Current time:0:00Total duration:3:50

# Probability with discrete random variable example

AP.STATS:

VAR‑5 (EU)

, VAR‑5.A (LO)

, VAR‑5.A.1 (EK)

, VAR‑5.A.2 (EK)

, VAR‑5.A.3 (EK)

CCSS.Math: ## Video transcript

- [Lecturer] Hugo plans to
buy packs of baseball cards until he gets the card
of his favorite player, but he only has enough money
to buy at most four packs. Suppose that each pack has probability 0.2 of containing the card Hugo is hoping for. Let the random variable X be the number of packs of cards Hugo buys. Here is the probability
distribution for X. So it looks like there
is a 0.2 probability that he buys one pack,
and that makes sense because that first pack,
there is a 0.2 probability that it contains his
favorite player's card, and if it does, at that
point he'll just stop, he won't buy any more packs. Now what about the probability
that he buys two packs? Well, over here they give it
a 0.16, and that makes sense, there is a .8 probability
that he does not get the card he wants on the first one, and then there's another .2 that he gets it on the second one. So 0.8 times 0.2 does indeed equal 0.16. But they're not asking
us to calculate that, they give it to us.
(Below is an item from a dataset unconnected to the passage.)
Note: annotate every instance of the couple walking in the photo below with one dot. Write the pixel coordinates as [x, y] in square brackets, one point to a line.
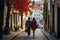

Then, the probability that
he gets three packs is 0.128, and then they've left
blank the probability that he gets four packs. But this is the entire discrete
probability distribution, because Hugo has to stop at four, even if he doesn't get
the card he wants at four on the fourth pack, he's just
going to stop over there. So we could actually figure
out this question mark by just realizing that
these four probabilities have to add up to one. But let's just first answer the question, find the indicated probability, what is the probability
that X is greater than or equal to two? What is the probability, remember, X is the number of packs
of cards Hugo buys. I encourage you to pause the video and try to figure it out. So let's look at the
scenarios we're talking about. Probability that our
discrete random variable X is greater than or equal to two, well, that's these three
scenarios right over here. And so what is their combined probability? Well you might want to say, hey we did figure out what the probability of getting exactly four packs are, but we have to remember that
these all add up to 100%. And so this right over here is 0.2 and so this is 0.2, the
other three combined have to add up to 0.8. 0.8 plus 0.2 is one, or 100%. So just like that we
know that this is 0.8. If for kicks we wanted to figure out this question mark right over here we could just say that
look, have to add up to one. So, we could say, the
probability of exactly four is going to be equal to one minus 0.2 minus 0.16 minus 0.128. I get one minus .2 minus .16
minus .128 is equal to 0.512. Is equal to 0.512, 0.512. You might immediately say, wait, wait, this seems like a very high probability, there's more than a 50% chance
that he buys four packs, and you have to remember,
he has to stop at four. Even if on the fourth he
doesn't get the card he wants he still has to stop there. So, there's a high probability that that's where we end up. There's a little less than 50% chance that he gets the card he's
looking for before that point.